Supreme Court upholds death sentence for neo-Nazi

Lawyer for triple-murderer erred but didn't change outcome, justices say

The Columbus Dispatch/January 13, 2010

Washington - The U.S. Supreme Court yesterday handed Ohio Attorney General Richard Cordray a major legal victory by allowing the state to move closer to executing a self-described neo-Nazi convicted in 1983 of murdering three people in Cleveland.

In a unanimous decision, the high court struck down a ruling last year by the 6th U.S. Circuit Court of Appeals that had set aside the death penalty for Frank Spisak Jr., 58. The federal appeals court in Cincinnati had ruled that Spisak's original defense attorney violated his constitutional rights by providing a poor closing argument during the sentencing phase.

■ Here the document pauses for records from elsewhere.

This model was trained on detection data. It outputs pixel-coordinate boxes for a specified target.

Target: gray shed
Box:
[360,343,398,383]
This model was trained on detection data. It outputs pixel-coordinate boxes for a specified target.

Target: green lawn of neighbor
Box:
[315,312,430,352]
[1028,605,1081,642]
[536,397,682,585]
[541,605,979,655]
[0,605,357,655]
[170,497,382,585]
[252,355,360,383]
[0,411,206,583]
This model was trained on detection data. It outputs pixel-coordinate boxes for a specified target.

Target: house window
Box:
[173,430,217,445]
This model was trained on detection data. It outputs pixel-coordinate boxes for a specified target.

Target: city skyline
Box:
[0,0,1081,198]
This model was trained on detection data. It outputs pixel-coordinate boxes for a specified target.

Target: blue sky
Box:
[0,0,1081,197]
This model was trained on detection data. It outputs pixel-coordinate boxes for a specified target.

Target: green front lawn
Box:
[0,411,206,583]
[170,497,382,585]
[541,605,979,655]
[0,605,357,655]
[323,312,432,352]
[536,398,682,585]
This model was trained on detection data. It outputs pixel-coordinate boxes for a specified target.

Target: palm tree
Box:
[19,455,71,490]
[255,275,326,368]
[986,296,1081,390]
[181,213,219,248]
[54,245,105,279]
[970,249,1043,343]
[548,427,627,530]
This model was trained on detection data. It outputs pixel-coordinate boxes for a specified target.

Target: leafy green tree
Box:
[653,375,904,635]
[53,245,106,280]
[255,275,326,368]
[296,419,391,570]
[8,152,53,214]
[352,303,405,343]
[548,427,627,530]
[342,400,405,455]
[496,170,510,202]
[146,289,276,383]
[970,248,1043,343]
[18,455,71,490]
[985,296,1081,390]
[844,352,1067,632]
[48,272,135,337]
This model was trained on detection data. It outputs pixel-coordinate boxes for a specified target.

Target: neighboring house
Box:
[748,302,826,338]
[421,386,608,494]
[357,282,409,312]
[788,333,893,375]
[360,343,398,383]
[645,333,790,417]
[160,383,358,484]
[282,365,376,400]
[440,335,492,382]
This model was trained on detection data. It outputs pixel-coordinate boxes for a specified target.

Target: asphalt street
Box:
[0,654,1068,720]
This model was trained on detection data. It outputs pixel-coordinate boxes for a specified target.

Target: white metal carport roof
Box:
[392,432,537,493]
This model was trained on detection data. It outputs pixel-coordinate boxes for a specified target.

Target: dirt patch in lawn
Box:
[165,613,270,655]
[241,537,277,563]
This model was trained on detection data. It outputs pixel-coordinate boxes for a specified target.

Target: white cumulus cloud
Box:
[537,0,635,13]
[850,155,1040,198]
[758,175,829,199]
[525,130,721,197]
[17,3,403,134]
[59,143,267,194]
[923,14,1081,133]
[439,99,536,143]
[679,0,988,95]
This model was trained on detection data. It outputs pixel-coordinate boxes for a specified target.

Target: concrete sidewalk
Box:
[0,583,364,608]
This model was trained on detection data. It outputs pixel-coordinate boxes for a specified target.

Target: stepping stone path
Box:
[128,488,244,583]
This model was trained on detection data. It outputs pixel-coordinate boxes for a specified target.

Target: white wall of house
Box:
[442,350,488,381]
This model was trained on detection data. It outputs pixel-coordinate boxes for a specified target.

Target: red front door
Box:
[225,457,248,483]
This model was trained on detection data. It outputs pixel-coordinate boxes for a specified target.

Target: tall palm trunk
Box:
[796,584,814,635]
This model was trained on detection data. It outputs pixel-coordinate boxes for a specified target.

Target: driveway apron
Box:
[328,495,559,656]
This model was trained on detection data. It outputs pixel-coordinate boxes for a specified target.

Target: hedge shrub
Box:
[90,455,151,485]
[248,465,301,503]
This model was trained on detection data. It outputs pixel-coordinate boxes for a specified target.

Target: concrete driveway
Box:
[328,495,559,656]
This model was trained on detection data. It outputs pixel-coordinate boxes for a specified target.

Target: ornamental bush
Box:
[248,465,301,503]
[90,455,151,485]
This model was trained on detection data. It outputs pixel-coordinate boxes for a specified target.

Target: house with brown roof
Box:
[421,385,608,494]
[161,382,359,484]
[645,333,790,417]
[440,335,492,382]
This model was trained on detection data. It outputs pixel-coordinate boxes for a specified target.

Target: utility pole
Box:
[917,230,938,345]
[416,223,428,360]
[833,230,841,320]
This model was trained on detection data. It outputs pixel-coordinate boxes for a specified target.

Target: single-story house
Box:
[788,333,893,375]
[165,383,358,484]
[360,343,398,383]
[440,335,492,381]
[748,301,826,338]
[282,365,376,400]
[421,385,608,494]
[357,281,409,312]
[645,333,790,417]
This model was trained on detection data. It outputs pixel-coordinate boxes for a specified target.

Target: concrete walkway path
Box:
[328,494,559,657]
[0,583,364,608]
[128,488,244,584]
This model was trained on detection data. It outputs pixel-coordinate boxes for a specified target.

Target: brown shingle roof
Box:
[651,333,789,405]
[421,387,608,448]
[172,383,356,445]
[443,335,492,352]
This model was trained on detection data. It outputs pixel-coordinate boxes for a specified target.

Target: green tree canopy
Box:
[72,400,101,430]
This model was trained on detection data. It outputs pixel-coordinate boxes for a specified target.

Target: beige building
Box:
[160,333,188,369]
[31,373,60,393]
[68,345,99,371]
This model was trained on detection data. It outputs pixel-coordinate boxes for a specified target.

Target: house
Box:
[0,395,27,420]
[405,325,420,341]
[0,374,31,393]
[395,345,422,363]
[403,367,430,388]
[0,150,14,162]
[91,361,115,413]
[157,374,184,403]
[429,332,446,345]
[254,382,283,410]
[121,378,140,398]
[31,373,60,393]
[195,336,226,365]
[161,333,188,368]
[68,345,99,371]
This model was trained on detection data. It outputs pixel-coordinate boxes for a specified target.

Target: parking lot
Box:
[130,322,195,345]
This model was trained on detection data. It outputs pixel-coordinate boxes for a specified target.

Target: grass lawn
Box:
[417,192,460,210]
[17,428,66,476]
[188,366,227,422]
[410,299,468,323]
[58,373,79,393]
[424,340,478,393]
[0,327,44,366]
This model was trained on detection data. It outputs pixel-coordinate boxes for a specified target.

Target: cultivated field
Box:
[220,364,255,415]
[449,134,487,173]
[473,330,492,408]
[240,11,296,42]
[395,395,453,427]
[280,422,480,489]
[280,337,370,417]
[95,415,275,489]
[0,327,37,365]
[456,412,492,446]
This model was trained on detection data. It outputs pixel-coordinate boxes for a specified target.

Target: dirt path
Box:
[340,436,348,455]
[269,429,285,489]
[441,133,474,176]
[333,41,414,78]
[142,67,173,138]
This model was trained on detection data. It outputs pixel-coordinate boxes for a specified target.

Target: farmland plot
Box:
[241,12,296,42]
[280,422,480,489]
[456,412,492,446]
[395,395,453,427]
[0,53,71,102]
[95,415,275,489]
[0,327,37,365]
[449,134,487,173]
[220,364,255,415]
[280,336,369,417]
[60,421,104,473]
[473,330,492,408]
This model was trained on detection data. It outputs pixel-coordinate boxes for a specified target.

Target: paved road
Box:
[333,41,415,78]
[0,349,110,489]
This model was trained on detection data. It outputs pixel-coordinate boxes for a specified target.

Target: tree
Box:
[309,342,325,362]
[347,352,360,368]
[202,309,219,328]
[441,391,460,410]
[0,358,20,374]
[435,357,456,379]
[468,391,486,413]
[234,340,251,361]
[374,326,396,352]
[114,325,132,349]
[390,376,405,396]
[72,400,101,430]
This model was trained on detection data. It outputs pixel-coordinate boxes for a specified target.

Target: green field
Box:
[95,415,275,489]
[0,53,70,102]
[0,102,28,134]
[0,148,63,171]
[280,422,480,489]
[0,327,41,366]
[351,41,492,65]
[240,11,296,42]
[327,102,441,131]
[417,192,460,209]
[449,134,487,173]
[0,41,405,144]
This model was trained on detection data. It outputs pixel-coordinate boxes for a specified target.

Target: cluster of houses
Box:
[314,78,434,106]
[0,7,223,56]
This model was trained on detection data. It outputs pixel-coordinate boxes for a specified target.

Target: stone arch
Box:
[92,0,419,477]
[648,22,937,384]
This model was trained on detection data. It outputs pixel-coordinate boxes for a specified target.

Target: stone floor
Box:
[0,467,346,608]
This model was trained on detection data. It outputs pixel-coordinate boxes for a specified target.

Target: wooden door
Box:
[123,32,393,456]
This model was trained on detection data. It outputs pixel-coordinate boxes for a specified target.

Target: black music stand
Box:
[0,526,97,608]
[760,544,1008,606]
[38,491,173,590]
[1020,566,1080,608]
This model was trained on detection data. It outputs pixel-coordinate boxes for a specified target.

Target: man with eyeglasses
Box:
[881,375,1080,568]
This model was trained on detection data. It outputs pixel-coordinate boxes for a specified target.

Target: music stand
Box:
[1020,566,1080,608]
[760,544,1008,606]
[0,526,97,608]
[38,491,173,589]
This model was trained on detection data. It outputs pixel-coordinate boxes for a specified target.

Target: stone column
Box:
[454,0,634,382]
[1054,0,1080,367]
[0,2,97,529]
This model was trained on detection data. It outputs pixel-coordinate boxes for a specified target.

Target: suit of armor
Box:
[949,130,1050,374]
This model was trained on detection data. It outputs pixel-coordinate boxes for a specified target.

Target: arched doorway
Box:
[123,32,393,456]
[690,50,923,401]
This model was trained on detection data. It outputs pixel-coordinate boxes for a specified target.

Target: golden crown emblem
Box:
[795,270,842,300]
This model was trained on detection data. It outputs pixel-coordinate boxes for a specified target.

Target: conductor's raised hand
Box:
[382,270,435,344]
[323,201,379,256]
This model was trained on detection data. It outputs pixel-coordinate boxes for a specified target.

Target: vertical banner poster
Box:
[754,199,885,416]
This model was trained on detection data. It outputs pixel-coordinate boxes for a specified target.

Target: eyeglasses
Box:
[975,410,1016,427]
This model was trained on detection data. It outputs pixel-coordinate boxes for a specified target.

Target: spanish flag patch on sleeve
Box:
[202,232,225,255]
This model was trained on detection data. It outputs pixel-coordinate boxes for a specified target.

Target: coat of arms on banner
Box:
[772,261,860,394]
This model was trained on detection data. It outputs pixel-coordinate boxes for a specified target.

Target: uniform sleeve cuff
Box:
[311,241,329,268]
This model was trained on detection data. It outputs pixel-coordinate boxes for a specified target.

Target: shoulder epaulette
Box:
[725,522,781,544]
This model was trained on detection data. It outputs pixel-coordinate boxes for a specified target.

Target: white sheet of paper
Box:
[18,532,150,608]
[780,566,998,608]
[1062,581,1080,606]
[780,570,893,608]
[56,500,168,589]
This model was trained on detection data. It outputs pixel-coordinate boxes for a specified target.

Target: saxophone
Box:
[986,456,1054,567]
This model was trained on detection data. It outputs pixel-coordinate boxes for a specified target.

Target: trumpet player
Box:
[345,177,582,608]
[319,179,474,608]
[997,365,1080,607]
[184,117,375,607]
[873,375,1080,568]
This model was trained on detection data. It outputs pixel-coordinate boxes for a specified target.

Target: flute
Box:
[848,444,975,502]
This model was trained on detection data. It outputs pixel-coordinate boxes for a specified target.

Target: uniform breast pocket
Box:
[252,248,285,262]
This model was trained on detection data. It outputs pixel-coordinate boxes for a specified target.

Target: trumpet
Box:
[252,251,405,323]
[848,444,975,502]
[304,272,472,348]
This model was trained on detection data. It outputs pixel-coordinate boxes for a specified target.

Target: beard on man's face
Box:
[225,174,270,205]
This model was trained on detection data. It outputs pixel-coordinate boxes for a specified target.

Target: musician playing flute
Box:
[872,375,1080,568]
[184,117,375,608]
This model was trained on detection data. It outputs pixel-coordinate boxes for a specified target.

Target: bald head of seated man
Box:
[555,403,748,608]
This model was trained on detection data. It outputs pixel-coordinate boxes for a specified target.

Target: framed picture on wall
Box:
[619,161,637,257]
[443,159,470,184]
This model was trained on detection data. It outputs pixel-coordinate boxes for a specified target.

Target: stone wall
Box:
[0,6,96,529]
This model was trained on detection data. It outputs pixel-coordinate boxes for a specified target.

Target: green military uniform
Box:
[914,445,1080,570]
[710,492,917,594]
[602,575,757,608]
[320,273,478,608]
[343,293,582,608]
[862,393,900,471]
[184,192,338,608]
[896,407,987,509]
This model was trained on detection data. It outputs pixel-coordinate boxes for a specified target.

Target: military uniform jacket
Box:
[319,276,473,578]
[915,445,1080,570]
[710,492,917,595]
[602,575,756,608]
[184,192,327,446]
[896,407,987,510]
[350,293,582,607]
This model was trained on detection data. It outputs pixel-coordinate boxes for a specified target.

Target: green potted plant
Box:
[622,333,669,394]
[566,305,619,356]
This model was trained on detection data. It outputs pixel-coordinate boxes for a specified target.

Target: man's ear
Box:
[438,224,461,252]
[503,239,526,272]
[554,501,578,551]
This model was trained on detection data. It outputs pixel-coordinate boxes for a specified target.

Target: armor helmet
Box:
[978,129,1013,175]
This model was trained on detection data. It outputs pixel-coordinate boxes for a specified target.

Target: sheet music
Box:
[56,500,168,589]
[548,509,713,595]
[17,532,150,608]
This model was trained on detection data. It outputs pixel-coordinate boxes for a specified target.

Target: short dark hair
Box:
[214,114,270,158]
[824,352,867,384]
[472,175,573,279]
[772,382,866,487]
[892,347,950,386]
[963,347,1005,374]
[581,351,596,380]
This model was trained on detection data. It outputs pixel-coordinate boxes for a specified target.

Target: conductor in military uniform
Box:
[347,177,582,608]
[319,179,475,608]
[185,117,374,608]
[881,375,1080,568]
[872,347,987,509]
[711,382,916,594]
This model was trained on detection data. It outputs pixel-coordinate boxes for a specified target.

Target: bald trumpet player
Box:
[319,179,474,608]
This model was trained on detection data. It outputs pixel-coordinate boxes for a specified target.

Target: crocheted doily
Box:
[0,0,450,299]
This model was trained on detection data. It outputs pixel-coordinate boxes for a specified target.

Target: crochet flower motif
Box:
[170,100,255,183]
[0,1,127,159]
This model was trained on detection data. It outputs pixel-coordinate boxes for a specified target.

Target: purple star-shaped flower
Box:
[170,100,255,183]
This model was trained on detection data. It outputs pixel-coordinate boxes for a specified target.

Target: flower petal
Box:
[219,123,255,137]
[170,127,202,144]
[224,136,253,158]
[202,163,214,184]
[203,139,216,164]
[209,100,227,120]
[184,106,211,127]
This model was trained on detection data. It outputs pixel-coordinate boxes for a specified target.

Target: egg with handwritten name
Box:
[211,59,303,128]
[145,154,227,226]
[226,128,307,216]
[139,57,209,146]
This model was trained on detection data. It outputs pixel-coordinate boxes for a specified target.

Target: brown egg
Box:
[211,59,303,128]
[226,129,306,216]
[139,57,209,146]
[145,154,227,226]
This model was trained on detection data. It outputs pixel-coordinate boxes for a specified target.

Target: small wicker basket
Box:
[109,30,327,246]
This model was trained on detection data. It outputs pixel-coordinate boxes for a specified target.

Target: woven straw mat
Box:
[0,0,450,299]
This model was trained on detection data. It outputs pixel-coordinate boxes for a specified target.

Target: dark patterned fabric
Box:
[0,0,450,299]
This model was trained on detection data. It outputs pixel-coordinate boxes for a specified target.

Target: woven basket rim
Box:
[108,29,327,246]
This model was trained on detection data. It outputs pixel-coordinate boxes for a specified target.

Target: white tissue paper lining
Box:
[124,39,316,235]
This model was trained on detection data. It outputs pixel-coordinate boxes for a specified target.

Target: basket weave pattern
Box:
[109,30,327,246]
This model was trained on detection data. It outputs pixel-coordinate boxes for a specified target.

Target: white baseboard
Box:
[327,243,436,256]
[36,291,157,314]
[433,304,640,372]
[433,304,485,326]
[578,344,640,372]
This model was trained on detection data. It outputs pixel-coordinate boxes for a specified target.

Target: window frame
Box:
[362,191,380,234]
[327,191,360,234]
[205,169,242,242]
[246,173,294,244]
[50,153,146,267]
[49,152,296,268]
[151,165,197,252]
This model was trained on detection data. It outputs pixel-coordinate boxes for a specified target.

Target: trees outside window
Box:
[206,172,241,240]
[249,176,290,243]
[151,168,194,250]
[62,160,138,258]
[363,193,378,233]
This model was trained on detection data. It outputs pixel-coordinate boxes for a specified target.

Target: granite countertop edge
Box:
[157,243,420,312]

In addition, the federal appeals panel ruled that the trial judge incorrectly told jurors during sentencing that they had to unanimously reject the death penalty before they could consider a life sentence.

The court of appeals concluded that those instructions made it impossible for jurors to decide that Spisak was so insane that he should be sentenced to life in prison rather than face execution.

But Justice Stephen Breyer, writing for the majority, wrote that "there is not a reasonable probability that a more adequate closing argument would have changed the result."

Cordray, who is seeking re-election this year against either former Republican Sen. Mike DeWine or Delaware County Prosecutor David Yost, said the ruling made it unlikely that any future federal post-conviction appeals from Spisak would be successful.

"It's pretty definitive when you get a unanimous opinion from the Supreme Court emphatically upholding the sentence," Cordray said.

Cordray said the Cuyahoga County prosecutor's office in Cleveland would likely request an execution date.

Cordray personally appeared before the justices in October, the seventh time he has argued a case before the high court as either state attorney general or state solicitor. He has won four of those seven cases.

During his trial, Spisak wore a Hitler-style mustache, gave the Nazi salute and bragged about hating African-Americans and Jews.

But what sparked intense controversy were the closing arguments made during the sentencing phase by Spisak's attorney, Tom Shaughnessy, who died in 1997. At one point, Shaughnessy told the jurors that "when you turn and look at Frank Spisak, don't look for good deeds because he has done none. Don't look for good thoughts because he has none. He is sick, he is twisted."

When Cordray appeared before the justices in October, he acknowledged that Shaughnessy did not make a "perfect" closing argument. But he insisted that the lawyer was trying to spare Spisak from a death sentence.

Shaughnessy's closing argument appalled Justice John Paul Stevens, who in a separate opinion described it as "thoroughly egregious" and "so outrageous that it would have rightly subjected a prosecutor to charges of misconduct."

But Stevens acknowledged that "even the most skillful of closing arguments -- even one befitting Clarence Darrow -- would not have created a reasonable probability of a different outcome in this case."